As we run forward through the sagittal plane, we are effectively alternating between single leg stances—left leg, right leg, left leg, right leg—mile after mile, day after day, week after week, year after year. Without strong hip abductors, the opposite hip drops and increases the forces on the IT band and knee of the stance leg. If you put in enough miles while running like this, overuse injuries will eventually result. This is why good running is more than just an aesthetic nicety. It is an important component of injury prevention—not to mention that good form leads to improved efficiency, which translates into faster times with less work (“free speed”).
Note the runner in the photo below. As he plants his left leg, his right hip drops. This means the left hip abductors might be generally weak or not firing as effectively as they could be.
As any runner knows, towards the end of a race everything starts to fatigue. The trick is to build adequate strength and neural patterns so that once the fatigue starts to set in, the hip stabilizers can continue doing what they should be doing to maintain form.

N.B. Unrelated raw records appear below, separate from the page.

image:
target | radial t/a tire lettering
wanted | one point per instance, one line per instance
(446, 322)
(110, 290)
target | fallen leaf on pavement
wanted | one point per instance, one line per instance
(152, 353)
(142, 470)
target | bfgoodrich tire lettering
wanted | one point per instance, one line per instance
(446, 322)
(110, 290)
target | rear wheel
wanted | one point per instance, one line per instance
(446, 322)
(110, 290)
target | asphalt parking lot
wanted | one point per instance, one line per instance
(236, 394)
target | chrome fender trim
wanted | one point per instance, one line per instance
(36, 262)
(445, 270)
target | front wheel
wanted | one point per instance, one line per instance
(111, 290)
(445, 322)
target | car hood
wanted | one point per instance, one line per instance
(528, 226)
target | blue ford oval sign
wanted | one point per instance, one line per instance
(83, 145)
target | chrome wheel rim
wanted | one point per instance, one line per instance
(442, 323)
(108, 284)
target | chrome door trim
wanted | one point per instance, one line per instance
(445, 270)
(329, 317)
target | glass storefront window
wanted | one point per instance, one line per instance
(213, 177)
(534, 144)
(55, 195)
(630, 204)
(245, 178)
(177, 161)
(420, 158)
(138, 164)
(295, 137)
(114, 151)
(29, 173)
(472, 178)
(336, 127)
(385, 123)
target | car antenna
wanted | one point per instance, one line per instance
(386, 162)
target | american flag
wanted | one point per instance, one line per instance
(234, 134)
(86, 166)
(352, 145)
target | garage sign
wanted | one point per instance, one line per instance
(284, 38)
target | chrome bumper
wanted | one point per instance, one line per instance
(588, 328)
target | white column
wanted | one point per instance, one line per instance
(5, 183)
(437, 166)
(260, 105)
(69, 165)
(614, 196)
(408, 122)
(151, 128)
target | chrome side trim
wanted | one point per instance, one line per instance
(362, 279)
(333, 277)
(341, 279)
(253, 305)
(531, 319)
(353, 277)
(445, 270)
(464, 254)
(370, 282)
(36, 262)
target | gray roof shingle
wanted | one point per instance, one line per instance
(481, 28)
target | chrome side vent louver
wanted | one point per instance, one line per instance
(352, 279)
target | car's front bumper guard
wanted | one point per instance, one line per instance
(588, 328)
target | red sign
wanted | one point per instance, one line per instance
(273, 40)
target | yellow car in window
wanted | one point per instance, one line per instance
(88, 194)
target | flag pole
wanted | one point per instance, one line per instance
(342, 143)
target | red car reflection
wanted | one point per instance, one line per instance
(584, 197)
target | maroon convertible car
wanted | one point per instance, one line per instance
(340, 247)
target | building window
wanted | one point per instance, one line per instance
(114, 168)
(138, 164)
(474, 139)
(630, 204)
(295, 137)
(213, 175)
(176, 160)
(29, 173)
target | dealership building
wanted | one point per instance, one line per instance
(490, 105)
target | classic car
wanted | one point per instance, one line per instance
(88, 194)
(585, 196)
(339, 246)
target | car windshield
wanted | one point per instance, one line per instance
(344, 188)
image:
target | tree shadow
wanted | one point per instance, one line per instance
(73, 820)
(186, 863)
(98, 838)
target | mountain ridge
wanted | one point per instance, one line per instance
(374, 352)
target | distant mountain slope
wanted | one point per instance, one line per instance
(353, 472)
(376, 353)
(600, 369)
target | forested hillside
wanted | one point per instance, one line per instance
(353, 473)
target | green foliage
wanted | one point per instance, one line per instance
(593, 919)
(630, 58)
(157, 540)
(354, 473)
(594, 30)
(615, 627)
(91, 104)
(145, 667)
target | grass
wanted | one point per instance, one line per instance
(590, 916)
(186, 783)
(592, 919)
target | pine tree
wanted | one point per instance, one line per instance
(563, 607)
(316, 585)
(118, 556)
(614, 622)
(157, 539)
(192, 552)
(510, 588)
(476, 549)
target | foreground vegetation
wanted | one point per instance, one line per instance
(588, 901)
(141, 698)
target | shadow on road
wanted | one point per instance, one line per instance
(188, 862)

Since it is quite common for many runners to have weaker hip abductors than adductors, it is important to address this strength imbalance through the addition of core exercises that target the gluteus medius and minimus, such as side leg raises.
Finally, even if one has strong hip abductors, they are no good if they do not fire when needed. When skeletal muscles are used, there is both a neural component and a muscular component. The nervous system has to first send signals to the skeletal muscle to initiate the contraction. You can “wake up” this communication line by performing some simple neuromuscular activation before runs. And then reinforce the pattern through the drills mentioned above.
And if you want some bonus training, ditch that chair and stand when you’re at your desk—one leg at a time, alternating sides. Or if you’re not quite ready to give up the chair, practice single leg balance drills throughout the day during regular activities, such as brushing your teeth or standing in line at the store. Just be sure to keep your hips level as you practice your single leg stances (no dropping and no cheating by leaning your trunk to the side of the planted leg!).
Cichanowski, H. R.; Schmitt, J. S.; Johnson, R. J.; Niemuth, P. E. 2007. “Hip Strength in Collegiate Female Athletes with Patellofemoral Pain.” Medicine & Science in Sports & Exercise 39(8): 1227-1232.
Fredericson, M.; Cookingham, C. L.; Chaudhari, A. M.; Dowdell, B. C.; Oestreicher, N.; Sahrmann, S. A. 2000. “Hip Abductor Weakness in Distance Runners with Iliotibial Band Syndrome.” Clinical Journal of Sports Medicine 10(11): 169-175.
Ireland, M. L.; Willson, J. D.; Ballantyne, B. T.; Davis, I. S. 2003. “Hip Strength in Females With and Without Patellofemoral Pain.” Journal of Orthopaedic & Sports Physical Therapy 33 (11): 671-676.
Niemuth, P. E.; Johnson, R. J.; Myers, M. J.; Thieman, T. J. 2005. “Hip Muscle Weakness and Overuse Injuries in Recreational Runners.” Clinical Journal of Sports Medicine 15(1): 14-21.